Considerations for Antiretroviral Use in Patients with HBV/HIV Coinfection

Hepatitis B virus (HBV) is the leading cause of chronic liver disease worldwide. Globally, approximately 10% of HIV-infected patients have evidence of chronic HBV infection. Persons with HIV infection are at increased risk for developing chronic HBV infection. Compared with HIV-uninfected individuals, those with HIV/HBV coinfection have higher levels of HBV viremia and lower likelihood of resolved infection following acute HBV infection. In HIV/HBV coinfection, monitoring and treatment are also focused on the simultaneous treatment of both viruses.
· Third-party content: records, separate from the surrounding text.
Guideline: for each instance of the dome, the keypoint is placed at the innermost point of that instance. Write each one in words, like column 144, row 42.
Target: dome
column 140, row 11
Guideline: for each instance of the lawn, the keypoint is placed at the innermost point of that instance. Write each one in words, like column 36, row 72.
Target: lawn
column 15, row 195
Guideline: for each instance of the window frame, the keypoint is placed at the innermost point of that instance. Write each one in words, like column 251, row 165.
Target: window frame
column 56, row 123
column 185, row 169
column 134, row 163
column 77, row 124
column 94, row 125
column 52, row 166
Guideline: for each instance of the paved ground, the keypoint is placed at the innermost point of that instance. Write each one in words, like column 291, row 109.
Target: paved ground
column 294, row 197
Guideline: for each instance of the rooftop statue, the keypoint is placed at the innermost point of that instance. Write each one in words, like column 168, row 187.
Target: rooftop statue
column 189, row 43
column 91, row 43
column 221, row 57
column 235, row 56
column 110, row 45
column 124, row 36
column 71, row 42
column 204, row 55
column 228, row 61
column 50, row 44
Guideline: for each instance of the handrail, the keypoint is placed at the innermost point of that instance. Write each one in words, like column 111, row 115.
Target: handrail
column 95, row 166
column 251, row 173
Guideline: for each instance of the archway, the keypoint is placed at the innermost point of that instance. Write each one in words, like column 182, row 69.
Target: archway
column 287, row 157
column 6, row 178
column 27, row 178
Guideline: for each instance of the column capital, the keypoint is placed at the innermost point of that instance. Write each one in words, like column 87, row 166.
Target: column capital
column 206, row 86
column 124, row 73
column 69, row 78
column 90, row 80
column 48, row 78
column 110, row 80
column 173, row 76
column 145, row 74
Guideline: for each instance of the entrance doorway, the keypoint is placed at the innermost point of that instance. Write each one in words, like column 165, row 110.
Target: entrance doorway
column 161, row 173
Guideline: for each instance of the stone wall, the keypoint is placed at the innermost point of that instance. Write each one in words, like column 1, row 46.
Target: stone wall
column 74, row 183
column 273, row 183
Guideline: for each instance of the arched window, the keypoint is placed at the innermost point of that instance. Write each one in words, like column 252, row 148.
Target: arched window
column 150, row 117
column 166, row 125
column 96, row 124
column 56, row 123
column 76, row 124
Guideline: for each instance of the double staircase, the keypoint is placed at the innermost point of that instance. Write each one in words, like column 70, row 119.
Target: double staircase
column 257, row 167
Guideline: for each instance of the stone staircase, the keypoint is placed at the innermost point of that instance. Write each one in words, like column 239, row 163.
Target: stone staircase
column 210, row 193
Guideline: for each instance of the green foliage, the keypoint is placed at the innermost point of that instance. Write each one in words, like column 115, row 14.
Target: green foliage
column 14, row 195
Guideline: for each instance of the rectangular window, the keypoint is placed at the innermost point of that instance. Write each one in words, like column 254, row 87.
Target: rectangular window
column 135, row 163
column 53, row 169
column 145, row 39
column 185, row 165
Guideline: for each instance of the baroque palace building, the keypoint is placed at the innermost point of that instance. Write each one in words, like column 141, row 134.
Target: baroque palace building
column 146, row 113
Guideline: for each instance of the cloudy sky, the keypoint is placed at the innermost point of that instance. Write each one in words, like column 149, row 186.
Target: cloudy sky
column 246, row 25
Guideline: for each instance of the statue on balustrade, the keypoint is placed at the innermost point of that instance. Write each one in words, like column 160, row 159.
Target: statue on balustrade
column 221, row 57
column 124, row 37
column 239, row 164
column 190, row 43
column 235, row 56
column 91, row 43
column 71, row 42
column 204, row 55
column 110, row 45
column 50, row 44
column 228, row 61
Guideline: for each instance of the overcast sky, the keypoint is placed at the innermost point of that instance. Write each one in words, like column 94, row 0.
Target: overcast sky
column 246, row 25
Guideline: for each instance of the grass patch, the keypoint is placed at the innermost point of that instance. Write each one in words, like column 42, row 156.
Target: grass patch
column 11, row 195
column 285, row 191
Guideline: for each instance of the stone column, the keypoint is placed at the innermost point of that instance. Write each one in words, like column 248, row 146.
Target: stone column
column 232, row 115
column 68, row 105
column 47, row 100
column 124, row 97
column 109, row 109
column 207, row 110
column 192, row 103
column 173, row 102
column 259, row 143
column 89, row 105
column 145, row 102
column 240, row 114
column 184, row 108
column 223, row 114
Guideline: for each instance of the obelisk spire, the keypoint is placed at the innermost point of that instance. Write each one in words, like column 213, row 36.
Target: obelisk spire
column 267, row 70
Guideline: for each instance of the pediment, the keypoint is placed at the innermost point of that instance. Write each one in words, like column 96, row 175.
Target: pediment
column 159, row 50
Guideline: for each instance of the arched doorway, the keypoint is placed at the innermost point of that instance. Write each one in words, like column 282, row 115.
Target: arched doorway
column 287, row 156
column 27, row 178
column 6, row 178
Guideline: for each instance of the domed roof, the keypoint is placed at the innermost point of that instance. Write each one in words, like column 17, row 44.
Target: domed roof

The ultimate treatment goals in HIV/HBV coinfection are the same as for HBV monoinfection: to prevent disease progression and to reduce HBV-related morbidity and mortality. HIV/HBV coinfected patients should receive tenofovir disoproxil fumareate (TDF)- or tenofovir alafenamide (TAF)-based ART. Because both tenofovir and emtricitabine have anti-HBV activity, the combination is also the treatment of choice for HIV/HBV coinfected patients regardless of CD4 and HBV DNA level. Patients receiving ART should continue HBV therapy indefinitely (because relapses after response occur, particularly in those with lower CD4 cell counts and because reports of hepatitis flares after discontinuation of 3TC in those who have not reached treatment endpoints can be extrapolated to other HBV-active drugs. Additionally, discontinuation of nucleos(t)ide analogue therapy is associated with a HBV flare in approximately 30% of cases with loss of the benefit accrued from previous anti-HBV treatment and possible decompensation of liver disease. In order to prevent emergence of drug-resistant variants and evaluate response for patients on nucleos(t)ide analogues, treatment response should be monitored by testing for HBV DNA at 3 to 6 month intervals. Patients co-infected with HIV are at increased risk of HCC and some experts perform HCC screening on HIV/HBV infected patients over 40 years of age.